De projecten leerden ons dat volautomatische systemen, ondanks hun kinderziektes, een veelbelovende toekomst tegemoet gaan. 

Scapa besloot om alle artikelen in haar Antwerpse flagship store uit te rusten met een extra RFID-label en om meerdere keren per week de voorraad op te meten, terwijl Van de Velde haar store-in-store in Galeries Lafayette bij het experiment betrok. Beide merken lieten hun personeel de stock inventariseren met snelle scanners – online bij Van de Velde, en offline bij Scapa. Zo kregen de bedrijven niet alleen zicht op hoe snel het proces verliep en hoe het personeel ermee omging, maar ook of er nog technische problemen mee gepaard gingen. Bel&Bo in Deerlijk probeerde tot slot de nieuwste real-time technologie uit. Met behulp van antennes die vakkundig in het plafond waren weggewerkt, controleerde dit merk voortdurend of de artikelen in de winkel bleven liggen, verplaatst werden of de winkel verlieten. Daarbij kon het personeel zelfs zien welke items de deur uitgingen met of zonder betaling.

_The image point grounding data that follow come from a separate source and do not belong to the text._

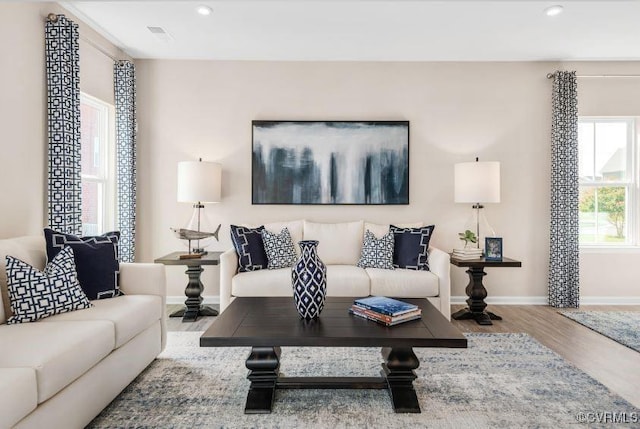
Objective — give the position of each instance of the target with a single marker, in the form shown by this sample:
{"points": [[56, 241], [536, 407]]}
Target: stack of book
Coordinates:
{"points": [[386, 311], [467, 253]]}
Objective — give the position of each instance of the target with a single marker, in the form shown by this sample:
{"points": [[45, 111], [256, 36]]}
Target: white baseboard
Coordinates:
{"points": [[506, 300], [543, 300], [208, 300], [610, 300]]}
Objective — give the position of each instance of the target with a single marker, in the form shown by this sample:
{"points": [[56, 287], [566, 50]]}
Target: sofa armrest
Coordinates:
{"points": [[228, 269], [146, 279], [439, 265]]}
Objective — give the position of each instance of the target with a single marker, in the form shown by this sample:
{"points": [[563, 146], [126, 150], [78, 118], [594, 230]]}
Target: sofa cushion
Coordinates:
{"points": [[347, 280], [342, 280], [130, 314], [59, 352], [339, 243], [96, 260], [279, 249], [36, 294], [403, 283], [18, 394], [249, 247], [411, 247], [295, 230], [263, 283], [29, 249]]}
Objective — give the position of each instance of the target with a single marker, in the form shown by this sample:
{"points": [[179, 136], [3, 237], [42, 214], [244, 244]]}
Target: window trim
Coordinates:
{"points": [[107, 216], [632, 184]]}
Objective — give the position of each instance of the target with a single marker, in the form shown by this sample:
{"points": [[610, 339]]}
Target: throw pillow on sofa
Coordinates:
{"points": [[249, 247], [411, 247], [279, 249], [96, 260], [377, 252], [36, 294]]}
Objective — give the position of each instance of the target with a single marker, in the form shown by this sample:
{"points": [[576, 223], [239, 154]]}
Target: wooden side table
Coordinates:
{"points": [[476, 291], [193, 305]]}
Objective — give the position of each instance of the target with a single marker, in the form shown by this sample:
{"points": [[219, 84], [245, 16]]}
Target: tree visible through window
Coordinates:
{"points": [[96, 122], [607, 180]]}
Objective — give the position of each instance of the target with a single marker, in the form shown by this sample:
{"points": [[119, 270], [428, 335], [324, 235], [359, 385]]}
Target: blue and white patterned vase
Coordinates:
{"points": [[309, 280]]}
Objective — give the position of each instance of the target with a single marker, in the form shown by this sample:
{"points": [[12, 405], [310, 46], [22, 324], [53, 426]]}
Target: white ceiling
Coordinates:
{"points": [[377, 30]]}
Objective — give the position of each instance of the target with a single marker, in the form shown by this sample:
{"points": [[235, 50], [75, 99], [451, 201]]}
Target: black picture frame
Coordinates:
{"points": [[330, 162], [493, 248]]}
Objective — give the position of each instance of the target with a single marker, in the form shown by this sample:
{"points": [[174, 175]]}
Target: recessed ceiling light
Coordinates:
{"points": [[204, 10], [553, 10]]}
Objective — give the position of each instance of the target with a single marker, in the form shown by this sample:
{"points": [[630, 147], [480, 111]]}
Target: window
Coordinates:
{"points": [[97, 172], [608, 181]]}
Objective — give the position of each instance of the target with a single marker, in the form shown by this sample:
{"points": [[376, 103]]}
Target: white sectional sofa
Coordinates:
{"points": [[61, 371], [340, 245]]}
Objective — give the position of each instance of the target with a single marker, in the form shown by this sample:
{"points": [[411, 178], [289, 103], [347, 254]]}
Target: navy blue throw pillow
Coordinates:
{"points": [[249, 247], [411, 246], [96, 259]]}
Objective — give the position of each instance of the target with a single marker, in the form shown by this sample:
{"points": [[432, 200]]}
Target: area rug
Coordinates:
{"points": [[500, 381], [621, 326]]}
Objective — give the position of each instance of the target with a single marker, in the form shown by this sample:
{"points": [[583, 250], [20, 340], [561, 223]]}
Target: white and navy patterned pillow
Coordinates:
{"points": [[279, 249], [36, 294], [96, 259], [377, 252]]}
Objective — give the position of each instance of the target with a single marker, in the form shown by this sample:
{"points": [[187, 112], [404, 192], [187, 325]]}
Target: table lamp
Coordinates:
{"points": [[478, 182], [199, 182]]}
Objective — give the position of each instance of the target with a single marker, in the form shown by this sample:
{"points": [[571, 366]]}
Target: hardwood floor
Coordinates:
{"points": [[614, 365]]}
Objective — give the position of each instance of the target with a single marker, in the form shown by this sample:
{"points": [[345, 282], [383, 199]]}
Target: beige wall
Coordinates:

RFID verenigt mode-ondernemingen

Naast het initiatief uit 2014, toverde GS1 in 2016 nog een project uit haar hoed. Namelijk: een expertgroep voor bedrijven die in België of Nederland met RFID aan de slag gaan, zoals onder meer DobotexFoot Locker, G-Star, KomonoSuit SupplyWolky en de meeste deelnemers uit het eerdere traject met VIL. Deze groep zet zich vier keer per jaar rond de tafel om ervaringen uit te wisselen, successen te delen en moeilijkheden samen te overwinnen. Verder verkennen ze het stijgend aantal hulpmiddelen dat voor de sector ontwikkelend wordt. Zo was het vroeger bijvoorbeeld moeilijk om een RFID-label te selecteren wanneer verschillende bedrijven op verschillende plaatsen in de keten het moesten hanteren. De recent uitgewerkte ‘Tagged Item Performance Protocol’ biedt op dit vlak alvast soelaas. Dankzij dit handige systeem kan een retailer makkelijk communiceren met zijn producenten over de nodige labels, afhankelijk van het type kledij en hoe moeilijk het is om de voorraad te controleren in heel het distributieproces. De ‘EPC-Enabled RFID Serialization Management’-richtlijn verduidelijkt dan weer waar en hoe je RFID-tags moet aanbrengen en welke productcodes erop horen. En omdat privacy tot slot een heikel punt is, werd het PIA of ‘Privacy Impact Assessment Tool’ in het leven geroepen: deze tool vertelt je stap voor stap hoe je moet omgaan met de persoonsgegevens van klanten. 

De toekomst: afrekenen aan het pashokje?

Er ligt een mooie toekomst in het verschiet voor RFID. Eenmaal je dankzij het systeem een accuraat beeld hebt van de voorraden, kan je verder denken aan toepassingen die dichter bij de klant staan. Waarom zou je klanten bijvoorbeeld nog aan de kassa laten aanschuiven en betalen als de winkelbediende de verkoop op eender welke plaats in de winkel kan afhandelen? Eén ding is zeker: al was het dan zonder de toeters en bellen van zijn beginjaren, RFID-technologie heeft wel degelijk zijn weg gevonden naar het bedrijfsleven. 


Jan Merckx,

project manager VIL

Jan Merckx is al meer dan 20 jaar actief in de logistiek in verschillende sectoren. Hij heeft zich gaandeweg gespecialiseerd in de technologische aspecten en meer bepaald in de auto-ID technologie. Vandaag is hij voornamelijk actief in het begeleiden van innovatieve trajecten voor het VIL waaronder de Benelux RFID-expertgroep voor de kledingsector.